Private health insurance in rural and remote Australia

There are 1.3 million people living in outer regional and remote communities in Australia who are cross-subsidising the cost of private health insurance for people in metropolitan and inner regional Australia.

These are the people who pay for private health insurance but get very little back for what they pay. But by adding to the private insurance pool they help keep down the cost of insurance for metropolitan Australia.

The remaining 1.5 million people living in outer regional and remote Australia don’t bother.

Almost seven million people live outside Australia’s major cities and just over 60 per cent of those seven million people live in the inner regional centres. The remaining 40 per cent live in outer regional and remote communities.

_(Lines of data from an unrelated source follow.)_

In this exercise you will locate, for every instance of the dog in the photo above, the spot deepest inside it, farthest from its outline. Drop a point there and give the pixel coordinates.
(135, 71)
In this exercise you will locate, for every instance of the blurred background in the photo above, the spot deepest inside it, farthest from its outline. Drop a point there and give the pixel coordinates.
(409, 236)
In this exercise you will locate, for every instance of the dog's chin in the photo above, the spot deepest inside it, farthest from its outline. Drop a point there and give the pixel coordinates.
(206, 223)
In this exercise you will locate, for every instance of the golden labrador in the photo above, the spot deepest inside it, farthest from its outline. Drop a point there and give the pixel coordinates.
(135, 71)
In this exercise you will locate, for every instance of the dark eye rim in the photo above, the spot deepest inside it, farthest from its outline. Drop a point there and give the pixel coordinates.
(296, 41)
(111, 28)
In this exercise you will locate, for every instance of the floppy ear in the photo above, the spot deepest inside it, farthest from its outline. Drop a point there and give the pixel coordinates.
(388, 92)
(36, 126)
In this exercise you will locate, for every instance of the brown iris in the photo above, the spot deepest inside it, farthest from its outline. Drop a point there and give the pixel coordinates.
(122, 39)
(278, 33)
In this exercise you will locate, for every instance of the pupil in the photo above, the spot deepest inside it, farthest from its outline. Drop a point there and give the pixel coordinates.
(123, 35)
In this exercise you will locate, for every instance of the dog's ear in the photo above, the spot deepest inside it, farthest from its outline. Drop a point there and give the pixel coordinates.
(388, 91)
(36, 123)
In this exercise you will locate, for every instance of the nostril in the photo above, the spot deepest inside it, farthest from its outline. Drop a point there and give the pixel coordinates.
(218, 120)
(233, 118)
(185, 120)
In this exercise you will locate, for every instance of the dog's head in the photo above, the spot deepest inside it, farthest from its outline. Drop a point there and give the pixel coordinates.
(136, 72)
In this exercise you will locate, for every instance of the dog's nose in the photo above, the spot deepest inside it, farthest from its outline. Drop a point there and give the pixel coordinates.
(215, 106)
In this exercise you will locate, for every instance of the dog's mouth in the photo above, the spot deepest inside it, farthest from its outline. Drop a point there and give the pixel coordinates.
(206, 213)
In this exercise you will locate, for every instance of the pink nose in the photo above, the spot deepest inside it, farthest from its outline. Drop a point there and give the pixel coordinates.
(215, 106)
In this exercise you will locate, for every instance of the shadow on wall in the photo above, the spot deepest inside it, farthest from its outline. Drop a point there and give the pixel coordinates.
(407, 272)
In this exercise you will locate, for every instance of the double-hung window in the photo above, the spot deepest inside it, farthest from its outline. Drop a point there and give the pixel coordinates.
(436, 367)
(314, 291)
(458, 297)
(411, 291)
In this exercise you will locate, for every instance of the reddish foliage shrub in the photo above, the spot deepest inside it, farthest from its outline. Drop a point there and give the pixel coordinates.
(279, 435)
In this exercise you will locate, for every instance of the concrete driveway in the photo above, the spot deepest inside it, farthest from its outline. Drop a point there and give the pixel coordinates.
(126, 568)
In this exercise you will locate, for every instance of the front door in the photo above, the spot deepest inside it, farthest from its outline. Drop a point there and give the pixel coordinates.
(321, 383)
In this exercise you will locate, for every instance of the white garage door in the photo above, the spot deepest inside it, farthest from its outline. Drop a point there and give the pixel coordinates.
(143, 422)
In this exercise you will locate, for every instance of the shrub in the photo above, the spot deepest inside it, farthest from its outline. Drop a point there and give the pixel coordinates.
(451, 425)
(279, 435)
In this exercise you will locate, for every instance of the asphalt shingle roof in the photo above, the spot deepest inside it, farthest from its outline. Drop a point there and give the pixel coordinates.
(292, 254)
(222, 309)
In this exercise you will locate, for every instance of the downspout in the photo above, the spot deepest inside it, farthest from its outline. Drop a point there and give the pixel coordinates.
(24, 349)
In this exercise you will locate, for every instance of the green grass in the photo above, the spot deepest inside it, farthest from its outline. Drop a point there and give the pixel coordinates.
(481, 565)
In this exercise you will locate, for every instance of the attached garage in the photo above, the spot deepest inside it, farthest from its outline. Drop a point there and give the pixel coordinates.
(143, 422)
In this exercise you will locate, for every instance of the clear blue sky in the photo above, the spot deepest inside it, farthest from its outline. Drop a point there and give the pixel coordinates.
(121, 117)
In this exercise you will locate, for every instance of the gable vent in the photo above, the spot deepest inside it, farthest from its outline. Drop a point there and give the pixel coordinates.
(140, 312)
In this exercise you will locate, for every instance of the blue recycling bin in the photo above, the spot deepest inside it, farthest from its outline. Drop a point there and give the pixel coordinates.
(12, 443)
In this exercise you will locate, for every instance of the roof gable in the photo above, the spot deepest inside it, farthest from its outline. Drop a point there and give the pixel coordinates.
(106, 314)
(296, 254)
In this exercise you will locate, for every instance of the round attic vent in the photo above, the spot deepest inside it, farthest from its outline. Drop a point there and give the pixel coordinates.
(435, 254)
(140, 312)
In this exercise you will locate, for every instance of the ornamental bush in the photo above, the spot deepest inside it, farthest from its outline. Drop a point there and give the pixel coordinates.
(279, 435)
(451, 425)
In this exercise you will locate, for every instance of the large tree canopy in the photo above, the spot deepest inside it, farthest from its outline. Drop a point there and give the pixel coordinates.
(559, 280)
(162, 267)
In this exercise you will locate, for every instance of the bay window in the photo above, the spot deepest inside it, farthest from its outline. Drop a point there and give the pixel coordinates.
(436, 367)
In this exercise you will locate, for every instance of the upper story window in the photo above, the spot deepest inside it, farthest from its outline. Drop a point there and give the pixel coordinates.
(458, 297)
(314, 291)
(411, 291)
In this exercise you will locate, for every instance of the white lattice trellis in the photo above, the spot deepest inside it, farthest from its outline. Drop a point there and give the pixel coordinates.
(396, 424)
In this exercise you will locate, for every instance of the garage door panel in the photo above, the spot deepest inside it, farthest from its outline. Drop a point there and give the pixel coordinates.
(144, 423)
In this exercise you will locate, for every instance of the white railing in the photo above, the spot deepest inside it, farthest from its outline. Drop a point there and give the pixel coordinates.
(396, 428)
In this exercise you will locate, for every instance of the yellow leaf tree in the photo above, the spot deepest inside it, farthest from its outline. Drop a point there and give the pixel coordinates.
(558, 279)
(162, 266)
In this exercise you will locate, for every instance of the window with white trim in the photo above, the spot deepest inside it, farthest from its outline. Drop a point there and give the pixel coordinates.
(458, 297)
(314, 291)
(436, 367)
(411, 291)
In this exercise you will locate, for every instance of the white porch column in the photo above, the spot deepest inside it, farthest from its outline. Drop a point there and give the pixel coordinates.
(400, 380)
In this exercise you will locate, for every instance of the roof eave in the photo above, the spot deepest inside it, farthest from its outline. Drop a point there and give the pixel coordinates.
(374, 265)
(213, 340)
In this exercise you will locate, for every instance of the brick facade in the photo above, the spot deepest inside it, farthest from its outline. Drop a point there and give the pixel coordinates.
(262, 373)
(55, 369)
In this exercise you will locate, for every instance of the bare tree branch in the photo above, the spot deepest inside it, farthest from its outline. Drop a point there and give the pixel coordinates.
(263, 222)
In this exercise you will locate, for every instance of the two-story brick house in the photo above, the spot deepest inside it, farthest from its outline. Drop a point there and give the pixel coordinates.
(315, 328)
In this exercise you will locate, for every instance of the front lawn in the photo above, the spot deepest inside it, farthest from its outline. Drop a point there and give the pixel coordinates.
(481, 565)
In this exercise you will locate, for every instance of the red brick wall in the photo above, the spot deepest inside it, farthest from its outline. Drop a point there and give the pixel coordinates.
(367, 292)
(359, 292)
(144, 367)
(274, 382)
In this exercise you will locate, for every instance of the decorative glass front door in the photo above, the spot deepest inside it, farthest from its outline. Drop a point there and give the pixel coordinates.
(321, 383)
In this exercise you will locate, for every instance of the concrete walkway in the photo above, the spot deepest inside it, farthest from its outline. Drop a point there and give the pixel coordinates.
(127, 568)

The people who live outside Australia’s major cities generally experience poorer health outcomes than those living in the major cities.

They earn about 15 per cent less than those in major cities and generally die earlier too – and the further they live from a major city, the worse their health outcomes when they are ill.

Of those who live in Inner regional communities, 49.9 per cent do not have private health insurance, increasing to 52.3 per cent in outer regional and remote communities

And why should they when the most recent data for 2012-2013 from the Australian Institute of Health and Welfare shows that access to private hospitals outside the major cities is extremely limited, and approaching zero access once you reach outer regional communities1? Additionally, we know that access to allied health providers – whose services may be included under ‘extras cover’ – is also very poor.

With the latest private health insurance price rise on 1 April 2017, whether to continue holding private health insurance must be a question many residents of regional and remote communities are considering. Does private health insurance represent good value outside of major cities? Why should country people pay to keep down the cost of private health insurance for people in the cities?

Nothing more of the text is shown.